Have you considered something like this - doing the ranking and both inserts all in one operation? Your transaction log and/or tempdb may not thank you, but it's worth seeing how it compares on a test database with the same data.WITH Combined AS (
SELECT ID,iDate,Value,FinancialInfoName
FROM dbo.table1
UNION
SELECT ID,iDate,Value,FinancialInfoName
FROM dbo.table2
)
INSERT INTO dbo.tbl_needs_ranking(ID,iDate,Value,FinancialInfoName,Rnk)
SELECT ID,iDate,Value,FinancialInfoName,
DENSE_RANK() over (ORDER BY id, iDate)
FROM Combined;
John
October 31, 2017 at 11:47 am
The best way to do this is to cluster the table on ( id, iDate ); that is, the clustered index on the table should be on those columns. And, as long as you look up by id and/or ( id, iDate ) at least half the time on that table, then that's what you should do. Since I/we don't see other queries, I/we don't know whether you need nonclus index(es) or not.
SQL DBA,SQL Server MVP(07, 08, 09) "It's a dog-eat-dog world, and I'm wearing Milk-Bone underwear." "Norm", on "Cheers". Also from "Cheers", from "Carla": "You need to know 3 things about Tortelli men: Tortelli men draw women like flies; Tortelli men treat women like flies; Tortelli men's brains are in their flies".
October 31, 2017 at 11:57 am
I only have non-clustered index on dbo.table1 and dbo.table2.
And after the update (it never did finish) I have clustered index on dbo.tbl_needs_ranking
October 31, 2017 at 12:38 pm
If you know that all rows in table1 come before rows in table2, you can go ahead and assign the ranking as part of the load of the table.

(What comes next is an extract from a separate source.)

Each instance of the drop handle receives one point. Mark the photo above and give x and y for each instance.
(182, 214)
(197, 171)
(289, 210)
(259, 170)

It's faster to sort 300M rows and 300M rows than to sort 600M rows.
TRUNCATE TABLE dbo.tbl_needs_ranking;
--drop any nonclus index on dbo.tbl_needs_ranking
CREATE CLUSTERED INDEX tbl_needs_ranking__CL ON dbo.tbl_needs_ranking ( ID, iDate ) WITH ( FILLFACTOR = 99 ) ON [PRIMARY];
INSERT INTO dbo.tbl_needs_ranking(ID,iDate,Value,FinancialInfoName,Rnk) WITH (TABLOCK)
SELECT ID,iDate,Value,FinancialInfoName,NULL FROM dbo.table1
INSERT INTO dbo.tbl_needs_ranking(ID,iDate,Value,FinancialInfoName,Rnk) WITH (TABLOCK)
SELECT ID,iDate,Value,FinancialInfoName,NULL FROM dbo.table2
SQL DBA,SQL Server MVP(07, 08, 09) "It's a dog-eat-dog world, and I'm wearing Milk-Bone underwear." "Norm", on "Cheers". Also from "Cheers", from "Carla": "You need to know 3 things about Tortelli men: Tortelli men draw women like flies; Tortelli men treat women like flies; Tortelli men's brains are in their flies".